# Fine-tuning tasks

## Masked Language Model

https://huggingface.co/docs/transformers/v4.18.0/en/model_doc/auto#transformers.AutoModelForMaskedLM
    

## Next Sentence Prediction

https://huggingface.co/docs/transformers/v4.18.0/en/model_doc/auto#transformers.AutoModelForNextSentencePrediction

## Sequence classification

https://huggingface.co/docs/transformers/v4.18.0/en/model_doc/auto#transformers.AutoModelForSequenceClassification

## Token classification

https://huggingface.co/docs/transformers/v4.18.0/en/model_doc/auto#transformers.AutoModelForTokenClassification
    


## Question-Answering

https://huggingface.co/docs/transformers/v4.18.0/en/model_doc/auto#transformers.AutoModelForQuestionAnswering


# Fine-tuning a pre-trained model

In [1]:
import os
import numpy as np
import transformers
from datasets import load_metric

from dataset_loader import IntentDataset

from transformers import (
    AutoModelForSequenceClassification,
    AutoTokenizer,
    Trainer,
    TrainingArguments,
    DataCollatorWithPadding
)


In [2]:
# transformers.logging.set_verbosity_info()
transformers.logging.set_verbosity_error() 
# We set the verbosity to error to avoid the annoying huggingface warnings 
# when loading models before training them. If you're having trouble getting things to work
# maybe comment that line (setting the verbosity to info also may lead to interesting outputs!)
os.environ['TOKENIZERS_PARALLELISM'] = "false" # trainer (?) was complaining about parallel tokenization
os.environ["WANDB_DISABLED"] = "true" # trainer was complaining about wandb

## Tokenizer

In [3]:
tokenizer_name = 'roberta-base' # try 'bert-base-uncased', 'bert-base-cased', 'bert-large-uncased'
tokenizer = AutoTokenizer.from_pretrained(tokenizer_name) # loads a tokenizer

## Dataset

In [4]:
dataset_name = 'twiz-data' # rename to your dataset dir

train_dataset = IntentDataset(dataset_name, tokenizer, 'train') # check twiz_dataset.py for dataset loading code
val_dataset = IntentDataset(dataset_name, tokenizer, 'val')
test_dataset = IntentDataset(dataset_name, tokenizer, 'test')

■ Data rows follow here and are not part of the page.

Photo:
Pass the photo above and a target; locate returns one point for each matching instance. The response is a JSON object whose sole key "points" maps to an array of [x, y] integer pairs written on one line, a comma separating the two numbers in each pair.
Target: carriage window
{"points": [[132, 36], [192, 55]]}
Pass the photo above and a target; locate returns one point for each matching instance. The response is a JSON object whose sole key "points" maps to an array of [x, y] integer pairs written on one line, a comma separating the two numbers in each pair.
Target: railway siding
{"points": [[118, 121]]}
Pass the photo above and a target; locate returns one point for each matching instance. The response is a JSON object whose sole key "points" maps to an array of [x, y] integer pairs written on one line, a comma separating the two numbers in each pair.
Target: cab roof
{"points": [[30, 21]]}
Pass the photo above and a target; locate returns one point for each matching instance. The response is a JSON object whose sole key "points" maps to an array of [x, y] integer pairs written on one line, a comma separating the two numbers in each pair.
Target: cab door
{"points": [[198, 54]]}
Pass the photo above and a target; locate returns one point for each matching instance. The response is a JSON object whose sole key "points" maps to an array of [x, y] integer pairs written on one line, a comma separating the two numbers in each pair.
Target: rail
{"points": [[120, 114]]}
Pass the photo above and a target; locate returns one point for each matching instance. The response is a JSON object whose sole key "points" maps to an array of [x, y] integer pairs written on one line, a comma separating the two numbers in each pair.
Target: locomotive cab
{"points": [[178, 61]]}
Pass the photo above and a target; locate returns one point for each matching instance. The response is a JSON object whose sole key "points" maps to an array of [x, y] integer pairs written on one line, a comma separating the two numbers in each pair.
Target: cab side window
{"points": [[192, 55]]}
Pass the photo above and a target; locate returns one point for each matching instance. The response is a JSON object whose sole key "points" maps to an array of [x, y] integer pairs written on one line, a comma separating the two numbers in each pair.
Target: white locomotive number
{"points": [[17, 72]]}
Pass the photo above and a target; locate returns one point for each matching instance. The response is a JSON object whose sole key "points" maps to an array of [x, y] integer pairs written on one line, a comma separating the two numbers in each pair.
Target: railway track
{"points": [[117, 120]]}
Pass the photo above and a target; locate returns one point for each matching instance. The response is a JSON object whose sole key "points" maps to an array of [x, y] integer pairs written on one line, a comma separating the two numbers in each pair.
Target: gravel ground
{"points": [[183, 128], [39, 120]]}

Loaded Intent detection dataset. 5916 examples. (train). 
Loaded Intent detection dataset. 819 examples. (val). 
Loaded Intent detection dataset. 842 examples. (test). 


## Model

In [5]:
model_pre_trained = 'roberta-base'
model_finetuned = './twiz-intent/checkpoint-555'

model = AutoModelForSequenceClassification.from_pretrained(model_pre_trained, 
                                                           num_labels=len(train_dataset.all_intents)) # Loads the BERT model weights

## Inspect a data sample

In [6]:
inspect_index = 0

print('All data keys:', train_dataset[inspect_index].keys())

print()
print("INPUT: ", tokenizer.decode(train_dataset[inspect_index]['input_ids'])) #train_dataset[inspect_index]['input_ids'].shape

# you can check the correspondence of a label by checking the all_intents attribute, as such:
print()

print("INTENT: ", train_dataset[inspect_index]['label'], " ", train_dataset.all_intents[train_dataset[inspect_index]['label']])

All data keys: dict_keys(['input_ids', 'attention_mask', 'label'])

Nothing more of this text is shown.